When it comes to football management, the conventional wisdom is that there is no conventional wisdom. Sure, Pep Guardiola may well have led the greatest team of all time to three La Liga titles and two Champions Leagues, and he may well on track for a third straight Bundesliga title at Bayern Munich. But had he been manager of Watford in 2007, would he have been able to match Aidy Boothroyd’s fine and noble achievement of reaching the FA Cup semifinals?
Sam Allardyce is wildly underappreciated, and not just in his own mind
Sam Allardyce has led Sunderland out of the relegation zone with three wins in five matches. Why is he so underappreciated?


Sure, Jürgen Klopp may have beaten the Bayern juggernaut and led Borussia Dortmund to back-to-back league titles and a Champions League final against all odds. But would he really have been capable of matching Glenn Roeder and leading Newcastle to the 2006 Intertoto Cup crown? Could they do it on a cold rainy night in Stoke? There'd be a few who'd tell you not.
Extreme examples, just maybe, but there's a sensible conviction underlying them: football management isn't a one size fits all job. There's plenty of evidence for this argument: Neil Warnock is brilliant at getting you up to the Premier League, but useless at keeping you there. Tony Pulis will stop you from getting relegated, but don't expect much more than survival. Thus, just as in physics, the search for a theory of everything, a single strand binding everything from tactical minutiae to motivational techniques goes on.
Or does it? One man would certainly argue that he'd found the answer, that he was football's answer to Stephen Hawking. That man is Sam Allardyce. A man who famously declared that if his surname had a little more Italianate exoticism, he'd be managing a Champions League club.
Over recent years, there have been plenty of managers who've tried and failed to cut it in the Premier League. On the one hand, there's André Villas-Boas, the equivalent of the high school smartass: a man armed with a book of equations but seemingly with the social acumen of Viz's legendary cartoon character, Mr. Logic. Most of us don't like Frank Lampard and John Terry either, but at least we'd have understood the value of trying to keep them on-side.

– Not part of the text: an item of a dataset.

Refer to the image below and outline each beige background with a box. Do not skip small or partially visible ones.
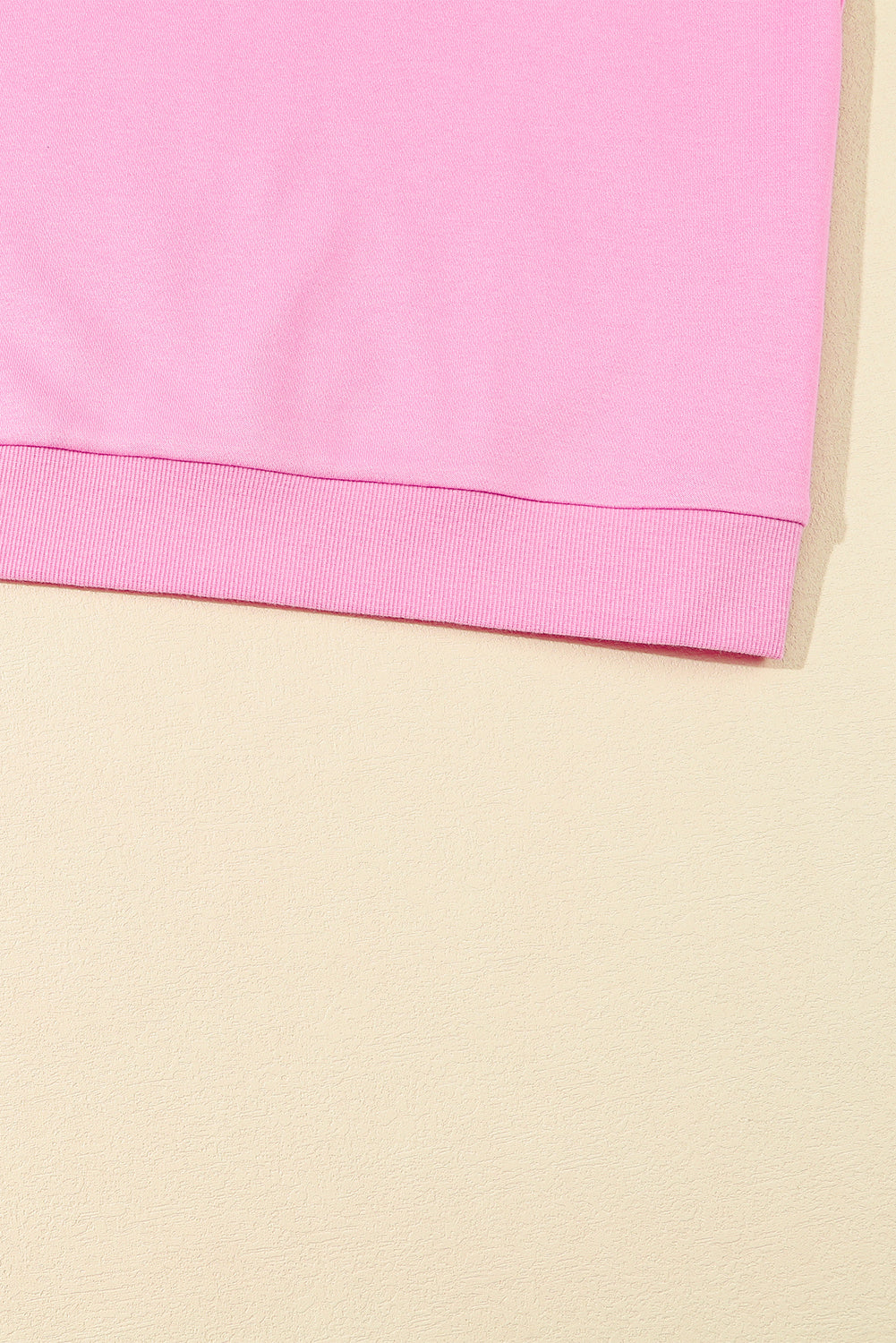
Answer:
[0,0,896,1343]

At the other end of the spectrum, there’s “Tactics Tim” Sherwood: a man so nicknamed because of his complete and utter incompetence when it came to the technical side of the game, and tendency to bang on about his players’ passion, commitment, desire, spirit, heart, soul, boldness, braveness, courage and affectingly mettlesome constitution. Maybe not that last one.

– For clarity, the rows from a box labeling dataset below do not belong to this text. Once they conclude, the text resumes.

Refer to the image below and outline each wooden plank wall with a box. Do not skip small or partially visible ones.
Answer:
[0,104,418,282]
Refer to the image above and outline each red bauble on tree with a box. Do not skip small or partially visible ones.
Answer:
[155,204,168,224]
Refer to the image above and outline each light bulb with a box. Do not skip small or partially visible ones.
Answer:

Anyway, the best very best managers sit somewhere in the middle of the suitably scientific sounding Boas-Sherwood Continuum, forging strategically cohesive units with the discipline and inspiration required for the sustained intensity of a difficult campaign. And it seems Allardyce manages, almost always, to strike the right balance. Sadly, it’s impossible to prove that he really has found the footballing theory of everything. At least until he’s finally given that big job (I hear you could soon be looking for a new manager, Roman Abramovich ...). But his uncanny ability to get the job done suggests he has cracked the art, and at the very least, the art of Premier League mid-table management.
When Dick Advocaat left Sunderland in October with the side having failed to win a single league game all season, the Black Cats looked in an exceptionally bad way. They looked set to be sucked into a relegation struggle for the fifth consecutive season, and had to find their sixth manager in that time. Who could succeed where Steve Bruce, Martin O'Neill, Paolo Di Canio, Gus Poyet and Advocaat had failed? They'd tried everything from the affable experience of Advocaat to the raging right-wing fist-pumps of Di Canio (a man who quite literally has a massive fascist tattoo on his back). Having exhausted plenty of options, it seemed their problems ran deeper than the man on the bench. Stories of a dressing room drinking problem hinted that they were much more serious.
Yet, when Allardyce arrived, it was difficult to doubt him. He seems to have a mystical power over the human psyche, one that would have allowed him to follow in the footsteps of Sir Alex Ferguson in giving post-retirement concert hall talks on the art of leadership to odious middle managers ... if only he'd got that damn top four job. Sure enough, Allardyce has so far turned a rag-tag bunch of overpaid journeymen and a smattering of foreign imports into something that much more closely resembles a football team. All three of their wins have come in the last five games, and they sit smack bang in the middle of the form table.
Big Sam’s doing what Big Sam does, and it would now be more of a surprise if Sunderland were relegated than if they stayed up. Considering their tendency over the last few seasons to survive only by virtue of an impossibly late escape, that in itself seems indicative of a significant improvement. As for Allardyce himself, well, it’s unlikely that he’s ever going to get that top four job. But that’s not going to stop him philosophizing with the best of them on everything from Tony Blair to the 3-5-2, and holding onto the dream that he’ll one day be appreciated as one of English football’s finest minds.